LAWS(RAJ)-2004-5-5

RUGGA SINGH Vs. PREM SINGH

Decided On May 19, 2004
RUGGA SINGH Appellant
V/S
PREM SINGH Respondents

JUDGEMENT

(1.) This appeal has been preferred against the award of the Motor Accidents Claims Tribunal, Beawar by which the claim petition filed by the legal heirs of the deceased Hari Singh, who died as a result of the accident caused by vehicle No. HR 38-BJ 7971 which was insured with United India Insurance Co. Ltd., respondent No. 3, has been rejected only on the ground that the eyewitness to the accident was not produced by the claimant-respondent.

(2.) Having heard the counsel for the parties and after perusing the award of the Tribunal rejecting the claim petition, it could be noticed that the accident caused by the vehicle No. HR 38-BJ 7971 took place on 18.3.1998 and the first information report was duly lodged on the same date disclosing the identity of the offending vehicle which caused the accident vide Exh. 2. It is thus obvious from this that the date of the accident and the identity of the vehicle was both disclosed immediately after the accident and there is no lack of evidence on this point. This solitary evidence alone should have been enough for the Claims Tribunal to entertain the claim petition and conduct the proceeding for determining the compensation after taking all relevant facts into consideration, but the Tribunal appears to have rejected the claim of the appellants solely on the ground that the eyewitness to the accident was not produced by the claimants-respondents.

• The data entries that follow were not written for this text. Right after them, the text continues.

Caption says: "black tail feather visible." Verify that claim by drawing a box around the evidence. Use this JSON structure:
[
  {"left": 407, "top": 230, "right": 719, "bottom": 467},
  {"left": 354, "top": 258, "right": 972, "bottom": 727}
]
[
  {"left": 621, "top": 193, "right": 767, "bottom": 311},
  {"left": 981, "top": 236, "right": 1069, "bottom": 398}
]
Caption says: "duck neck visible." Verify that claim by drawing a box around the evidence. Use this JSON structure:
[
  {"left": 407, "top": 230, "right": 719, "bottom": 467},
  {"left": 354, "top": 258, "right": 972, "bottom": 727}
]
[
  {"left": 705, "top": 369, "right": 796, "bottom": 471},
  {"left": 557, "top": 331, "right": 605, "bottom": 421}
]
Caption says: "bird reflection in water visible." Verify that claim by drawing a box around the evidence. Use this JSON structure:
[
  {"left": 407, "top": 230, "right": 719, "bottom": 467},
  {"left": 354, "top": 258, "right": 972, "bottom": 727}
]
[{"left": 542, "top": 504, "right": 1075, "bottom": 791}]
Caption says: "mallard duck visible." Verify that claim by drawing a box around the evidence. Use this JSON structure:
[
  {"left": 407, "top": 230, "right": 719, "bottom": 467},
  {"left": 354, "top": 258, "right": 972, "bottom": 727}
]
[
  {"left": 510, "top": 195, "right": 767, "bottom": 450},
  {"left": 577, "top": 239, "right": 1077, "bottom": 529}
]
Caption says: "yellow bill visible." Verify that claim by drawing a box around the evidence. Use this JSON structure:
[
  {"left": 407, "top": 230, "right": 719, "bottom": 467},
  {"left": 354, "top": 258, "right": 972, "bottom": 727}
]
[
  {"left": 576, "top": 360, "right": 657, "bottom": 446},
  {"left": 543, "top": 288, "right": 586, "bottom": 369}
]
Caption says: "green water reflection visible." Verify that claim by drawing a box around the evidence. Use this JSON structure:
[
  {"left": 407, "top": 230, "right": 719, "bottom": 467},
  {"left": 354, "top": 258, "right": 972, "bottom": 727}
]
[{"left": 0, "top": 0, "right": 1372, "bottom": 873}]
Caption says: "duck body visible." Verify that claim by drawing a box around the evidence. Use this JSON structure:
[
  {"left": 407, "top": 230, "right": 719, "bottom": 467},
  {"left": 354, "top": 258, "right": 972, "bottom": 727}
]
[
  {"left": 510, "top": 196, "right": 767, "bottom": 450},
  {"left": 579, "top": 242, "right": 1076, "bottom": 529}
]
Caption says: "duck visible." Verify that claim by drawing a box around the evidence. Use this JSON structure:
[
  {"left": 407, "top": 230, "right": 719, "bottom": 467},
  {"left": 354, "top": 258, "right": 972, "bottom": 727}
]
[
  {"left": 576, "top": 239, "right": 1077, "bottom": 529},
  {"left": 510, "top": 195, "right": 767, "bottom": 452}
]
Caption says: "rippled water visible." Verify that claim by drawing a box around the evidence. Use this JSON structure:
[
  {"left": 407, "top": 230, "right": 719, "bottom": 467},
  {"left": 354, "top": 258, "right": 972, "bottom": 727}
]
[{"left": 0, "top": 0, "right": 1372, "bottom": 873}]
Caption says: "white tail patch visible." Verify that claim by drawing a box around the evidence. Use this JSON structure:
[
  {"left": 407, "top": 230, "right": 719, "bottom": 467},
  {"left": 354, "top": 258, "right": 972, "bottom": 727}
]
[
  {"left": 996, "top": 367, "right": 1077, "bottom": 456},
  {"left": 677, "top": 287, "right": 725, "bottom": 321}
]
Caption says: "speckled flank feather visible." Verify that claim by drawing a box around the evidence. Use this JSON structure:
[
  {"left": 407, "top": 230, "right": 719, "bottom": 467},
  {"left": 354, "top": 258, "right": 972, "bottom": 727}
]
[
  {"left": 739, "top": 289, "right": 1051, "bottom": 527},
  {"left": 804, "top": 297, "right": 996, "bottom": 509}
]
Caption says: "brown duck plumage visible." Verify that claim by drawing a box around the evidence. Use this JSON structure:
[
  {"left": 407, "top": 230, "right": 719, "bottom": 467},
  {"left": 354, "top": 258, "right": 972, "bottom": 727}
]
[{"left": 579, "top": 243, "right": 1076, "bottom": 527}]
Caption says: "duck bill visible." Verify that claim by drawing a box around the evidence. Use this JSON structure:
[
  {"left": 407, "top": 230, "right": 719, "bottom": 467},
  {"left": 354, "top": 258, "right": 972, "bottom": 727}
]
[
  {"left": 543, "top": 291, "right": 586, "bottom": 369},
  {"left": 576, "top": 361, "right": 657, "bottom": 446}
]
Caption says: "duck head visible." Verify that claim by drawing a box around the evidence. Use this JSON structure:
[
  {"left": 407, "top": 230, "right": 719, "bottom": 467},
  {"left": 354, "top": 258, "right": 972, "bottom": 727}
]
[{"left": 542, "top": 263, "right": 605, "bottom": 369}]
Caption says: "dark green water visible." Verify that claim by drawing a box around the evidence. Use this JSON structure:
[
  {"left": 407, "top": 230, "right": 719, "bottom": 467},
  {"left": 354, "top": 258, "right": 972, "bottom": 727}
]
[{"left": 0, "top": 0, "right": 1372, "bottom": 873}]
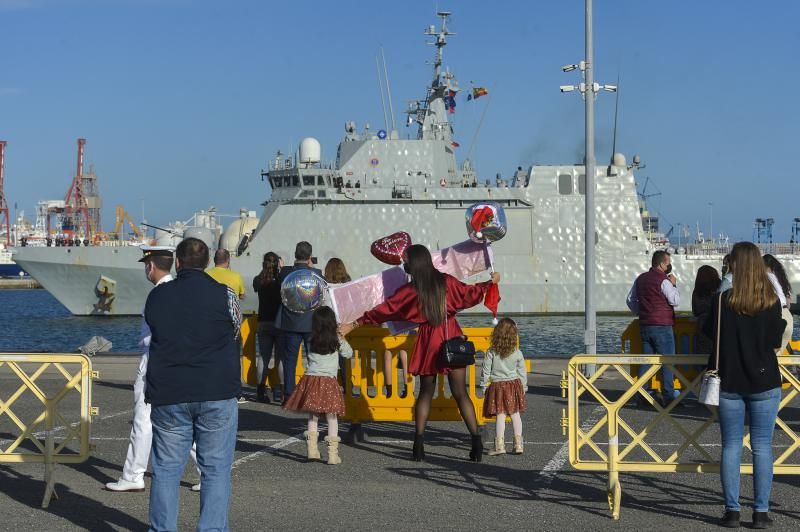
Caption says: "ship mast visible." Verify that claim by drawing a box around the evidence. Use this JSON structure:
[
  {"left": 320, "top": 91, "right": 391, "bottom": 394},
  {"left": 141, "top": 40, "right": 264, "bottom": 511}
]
[{"left": 406, "top": 11, "right": 460, "bottom": 143}]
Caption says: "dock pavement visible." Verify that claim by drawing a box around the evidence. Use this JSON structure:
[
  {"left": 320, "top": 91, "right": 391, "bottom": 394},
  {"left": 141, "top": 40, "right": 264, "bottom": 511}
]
[{"left": 0, "top": 356, "right": 800, "bottom": 531}]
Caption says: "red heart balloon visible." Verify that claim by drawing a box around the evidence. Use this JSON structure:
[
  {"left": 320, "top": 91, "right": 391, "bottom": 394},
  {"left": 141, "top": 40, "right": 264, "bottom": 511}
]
[{"left": 369, "top": 231, "right": 411, "bottom": 265}]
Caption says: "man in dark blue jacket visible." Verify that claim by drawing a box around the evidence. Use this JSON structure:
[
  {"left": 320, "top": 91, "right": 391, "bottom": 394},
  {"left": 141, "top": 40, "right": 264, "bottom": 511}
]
[
  {"left": 275, "top": 241, "right": 322, "bottom": 403},
  {"left": 144, "top": 238, "right": 242, "bottom": 530}
]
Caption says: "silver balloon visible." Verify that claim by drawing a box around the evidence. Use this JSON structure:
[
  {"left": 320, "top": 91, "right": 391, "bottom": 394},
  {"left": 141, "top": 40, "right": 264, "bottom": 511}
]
[
  {"left": 281, "top": 269, "right": 328, "bottom": 313},
  {"left": 465, "top": 201, "right": 508, "bottom": 243}
]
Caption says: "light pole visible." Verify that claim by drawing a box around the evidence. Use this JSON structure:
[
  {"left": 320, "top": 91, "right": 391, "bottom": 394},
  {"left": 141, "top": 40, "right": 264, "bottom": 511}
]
[
  {"left": 708, "top": 201, "right": 714, "bottom": 247},
  {"left": 561, "top": 0, "right": 617, "bottom": 375}
]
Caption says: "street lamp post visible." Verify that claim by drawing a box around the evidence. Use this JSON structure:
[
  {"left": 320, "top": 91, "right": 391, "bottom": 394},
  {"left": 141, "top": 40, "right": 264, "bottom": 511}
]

(3.) It is difficult to appreciate this approach of the Tribunal as the Judge of the Tribunal ought to have known that it is the factum of accident, involvement of the deceased in the accident and the identity of the vehicle which are the most relevant considerations for entertaining a claim and the eyewitness, if any, to the accident are only witnesses on the point of corroboration of the accident. If the factum of the accident is proved by a single circumstance, which is indicated from the first information report wherein the identity of the vehicle and death of the deceased is clearly proved, then the fact that it was not corroborated by adducing evidence of the eyewitnesses cannot be a reason to disbelieve the unimpeachable evidence that the accident was caused by the vehicle whose identity has prima facie been proved and even if there be any doubt about its identity, the same can definitely be scrutinised at the stage of determination of the proceeding. But to reject the claim itself in spite of prima facie proof of involvement of the vehicle as also the fact that accident indeed took place, is bound to result into serious miscarriage of justice. Ignoring ample evidence in regard to the factum of accident which has to be held as primary evidence on the ground that the secondary evidence of eyewitnesses were not available, can hardly be held to be a sound reasoning to reject the claim itself. Tribunal, therefore, was clearly in error in rejecting the claim petition filed by the claimants-appellants at its initiation itself on the ground that the eyewitness to the accident had not been produced. This reason relied upon by the Tribunal while rejecting the claim petition of claimants-respondents is not fit to be upheld. Consequently, the impugned order of the Tribunal rejecting the claim petition is set aside which has resulted into grave miscarriage of justice to the interest of the dependants of the deceased-appellant.